Un silence lourd s'installa dans la pièce alors qu'elle fixait le sol, ses pieds nus posés sur le carrelage froid. Elle se sentait toute petite, vulnérable, comme si elle avait tout oublié, même son nom.
Puis, après un long moment, elle leva les yeux, murmurant d'une voix presque inaudible, comme si elle se parlait à elle-même.
- « Lise... je crois que je m'appelle Lise. » Elle semblait se raccrocher à ce nom comme à une bouée de sauvetage, un dernier vestige de son identité. Mais même celui-ci semblait incertain, comme si elle avait peur qu'il puisse aussi lui échapper.
- Bien, Lise... fit-il en souriant lentement, une lueur cruelle dans les yeux. « Je suis certain que nous allons très bien nous entendre. »
Lise se réveilla en sursaut, hurlant, le cœur battant dans sa poitrine comme un tambour de guerre. Elle se redressa brusquement, haletante, les mains crispées sur ses bras, comme si elle pouvait encore sentir les chaînes invisibles du cauchemar. Tout était silencieux dans sa chambre.
Sa chambre était comme elle l'avait laissée, en désordre, pleine de babioles et de livres médicaux empilés çà et là, certains ouverts à des pages marquées par l'usure. L'air était lourd, témoin de son agitation nocturne. Dehors, le jour commençait à poindre, projetant une lueur pâle à travers les rideaux défaits.

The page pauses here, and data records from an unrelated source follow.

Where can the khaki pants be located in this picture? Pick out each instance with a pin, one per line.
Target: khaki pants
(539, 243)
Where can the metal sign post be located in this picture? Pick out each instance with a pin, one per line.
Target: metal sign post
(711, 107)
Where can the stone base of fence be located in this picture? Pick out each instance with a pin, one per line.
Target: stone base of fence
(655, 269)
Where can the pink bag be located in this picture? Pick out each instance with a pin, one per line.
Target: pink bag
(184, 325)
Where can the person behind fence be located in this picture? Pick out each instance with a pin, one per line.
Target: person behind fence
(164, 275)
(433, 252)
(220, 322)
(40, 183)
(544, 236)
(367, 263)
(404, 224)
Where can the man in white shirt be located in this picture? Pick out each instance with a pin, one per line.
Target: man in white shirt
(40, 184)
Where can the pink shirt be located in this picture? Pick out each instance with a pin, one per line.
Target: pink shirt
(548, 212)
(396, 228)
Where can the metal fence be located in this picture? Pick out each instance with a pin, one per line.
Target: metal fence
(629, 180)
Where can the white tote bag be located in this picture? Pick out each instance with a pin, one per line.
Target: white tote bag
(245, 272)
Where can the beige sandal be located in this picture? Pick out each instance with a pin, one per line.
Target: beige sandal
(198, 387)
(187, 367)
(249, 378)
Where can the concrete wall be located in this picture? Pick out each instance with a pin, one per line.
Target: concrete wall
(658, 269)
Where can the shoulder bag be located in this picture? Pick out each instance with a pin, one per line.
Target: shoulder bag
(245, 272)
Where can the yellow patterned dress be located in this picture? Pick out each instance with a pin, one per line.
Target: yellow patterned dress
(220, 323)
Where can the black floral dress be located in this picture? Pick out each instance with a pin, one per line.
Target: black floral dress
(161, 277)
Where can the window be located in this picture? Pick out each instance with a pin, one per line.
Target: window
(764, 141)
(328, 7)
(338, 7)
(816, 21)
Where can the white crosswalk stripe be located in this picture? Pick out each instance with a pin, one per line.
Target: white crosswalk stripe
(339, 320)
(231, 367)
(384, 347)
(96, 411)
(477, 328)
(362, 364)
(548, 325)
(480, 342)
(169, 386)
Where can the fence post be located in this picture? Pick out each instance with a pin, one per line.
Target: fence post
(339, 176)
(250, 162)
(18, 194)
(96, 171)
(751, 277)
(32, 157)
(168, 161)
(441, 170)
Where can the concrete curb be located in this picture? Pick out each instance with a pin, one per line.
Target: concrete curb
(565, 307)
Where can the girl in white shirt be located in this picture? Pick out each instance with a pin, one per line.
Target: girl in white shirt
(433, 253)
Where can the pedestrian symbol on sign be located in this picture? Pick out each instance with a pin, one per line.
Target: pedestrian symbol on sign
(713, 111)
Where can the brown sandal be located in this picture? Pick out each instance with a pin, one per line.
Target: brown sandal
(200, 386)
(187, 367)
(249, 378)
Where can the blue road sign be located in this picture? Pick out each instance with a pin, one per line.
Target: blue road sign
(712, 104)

Lise savait qu'il était inutile de songer à se recoucher. Le sommeil l'avait trahie cette nuit, et il ne reviendrait pas. Avec un soupir las, elle se traîna jusqu'à la salle de bain, les jambes encore flageolantes sous le poids du cauchemar.
Sous l'eau brûlante, elle laissa son front s'appuyer contre le carrelage froid. Puis, soudainement, une rage sourde s'empara d'elle. Dans un éclat incontrôlé, son poing s'abattit violemment contre le mur, faisant vibrer la faïence sous l'impact.
Pourquoi ? pensa-t-elle en serrant les dents. Pourquoi maintenant ? Pourquoi ce souvenir en particulier, parmi tant d'autres ?
Lise inspira profondément, tentant de calmer les tremblements qui parcouraient encore ses bras. Mais une autre question lui vint, plus glaçante encore.
Pourquoi le Centre Frostheim ?
Ce nom résonna dans son esprit, éveillant quelque chose d'ancien, de profondément enfoui. Quelque chose qu'elle n'avait pas osé affronter depuis longtemps.